If you can't find anything to make such a wick holder from scratch, you can of course hold the wicks with your bare hands but then you should watch your moves. You could also use a small piece of strong cardboard with a slit at each hand to hold the wick.
4 For the first dips, it is necessary to help the wicks sink into the wax. Because of their light weight and the material they're made of, they will float if you don't add some weight at their extremities. You can use a small bolt tied at the end of each wick half or, better and easier to remove afterwards, two large fishing line weights. Those have a slit (think PacMan) that will let you pinch them on the wick.
When the wicks have been dipped 7 or 8 times, the accumulated paraffin will have made them heavy and rigid enough. At this stage, you'd better remove the weights or they will become an integral part of the candles. Your growing tapers should now plunge into the paraffin on their own weight.
5 I know I've said it ten times already but it's really of utmost importance: be sure your dipping wax is still at the ideal temperature, between 160°F et 170°F. If it's colder, the surface of the candle will be rough and lumpy; if it's hotter, the wax won't stick to the wicks and your candles won't get any thicker.
6 The dipping motion must be smooth and without hesitation otherwise the surface of your taper candles will show a "stairway" pattern where your dipping motion stopped.
For the first dip, plunge the wicks into the wax and leave them in there for about thirty seconds. This is equivalent to what you do when you prime the wick of a molded candle: it allows any air contained in the fibers of the wick to escape and the wick to saturate itself with paraffin.

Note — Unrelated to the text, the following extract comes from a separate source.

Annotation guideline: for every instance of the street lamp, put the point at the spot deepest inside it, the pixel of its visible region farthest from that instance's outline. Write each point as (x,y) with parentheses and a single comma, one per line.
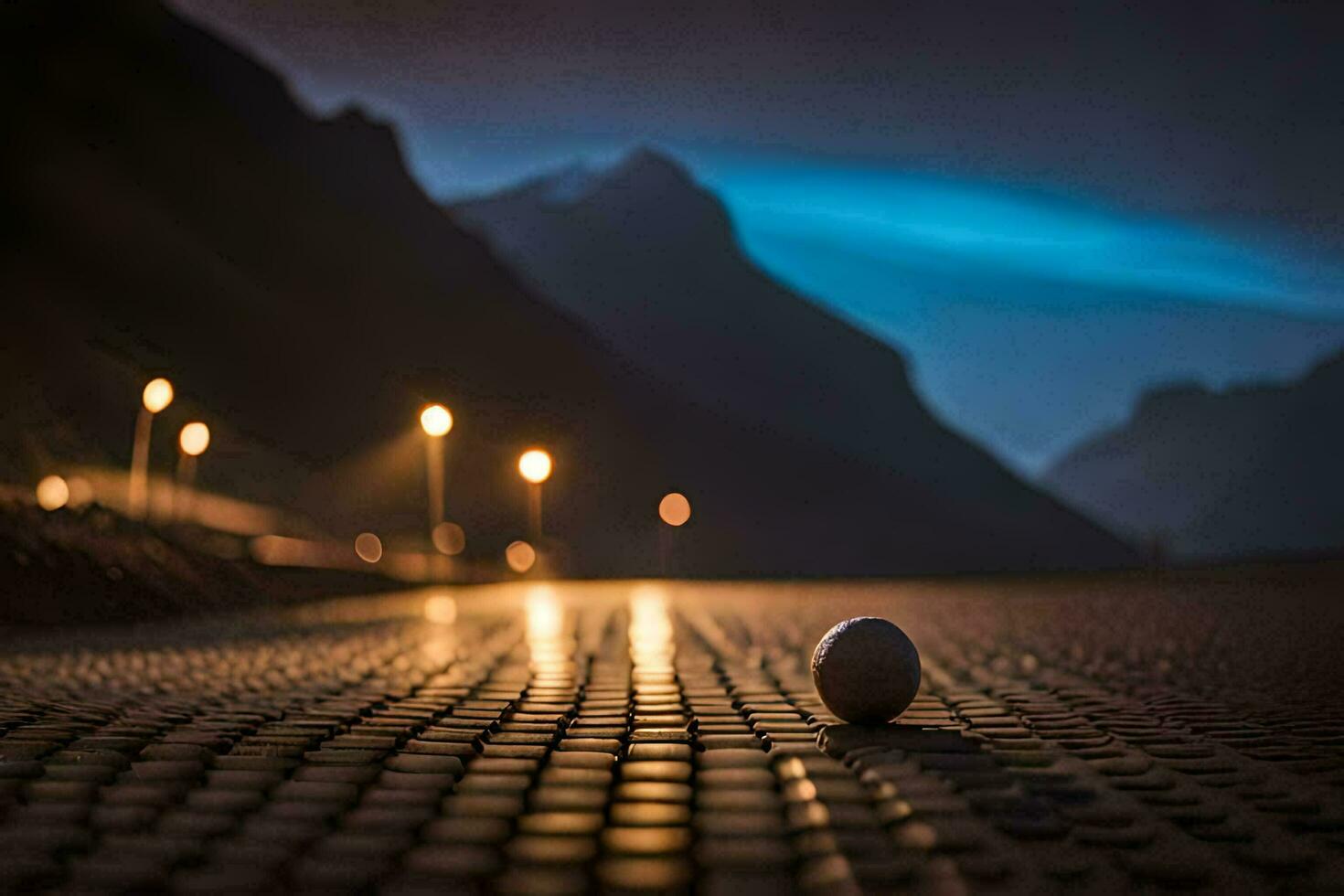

When you can't see any more air bubbles escaping the wicks, lift them out of the dipping pot in the same smooth and even motion.
Wax will drip away from the wicks ends during a few seconds so you'd better prepare and cover your work surface with the sheets of an old newspaper.
Let the coated wicks cool off for about one minute. The wax on the wicks should feel cool to the touch otherwise this not-cool-yet wax will melt during the next dip and your tapers will have a hard time getting thicker.
7, 8 & 9 The next dips are identical: dip the wicks in a smooth motion down to the same level as the previous times, wait 3 seconds and get them out of the wax again, in the same smooth and even motion. Let cool for one minute before the next dip.
If your candles refuse to get thicker, let the wax temperature drop by 5°F before you continue.
Somewhere after the seventh or eighth dip, or when the candls have reached a thickness of, like, 7mm, wait 2 minutes instead of one between each dip: a larger quantity of wax needs more time to cool off. If you haven't remove the weights at the end of the wicks yet, it's now or never. If necessary, use scissors to cut the end of the candle where the weight is enclosed.
During the whole dipping process, do not hesitate to add more paraffin in the dipping pot to compensate for what is used to build up the tapers. Stir the wax at (very) regular intervals and, above all, check the temperature.
Repeat until the taper candles are as thick as you want them to be.
10 When you're happy with the size of the taper candles, put them on a plane and clean support, like a countertop, and roll them under your hands to flatten them and, if necessary, straighten them.
If you want to give them a shiny finish, raise the temperature of the wax in the dipping pot to 180°F-190°F and dip the candles two more times in the hot wax.
To make your taper candles virtually dripless, dip them one last time in a high melt point wax, for instance a Hurricane blend.
One last tip if you want your taper candles to have a really shiny finish: dip them in cold water just after the last dip in wax.
You have just repeated the same gestures as many of your ancestors before you!
And you've just created, hopefully without too much frustrations, your first handmade taper candles. Congratulations!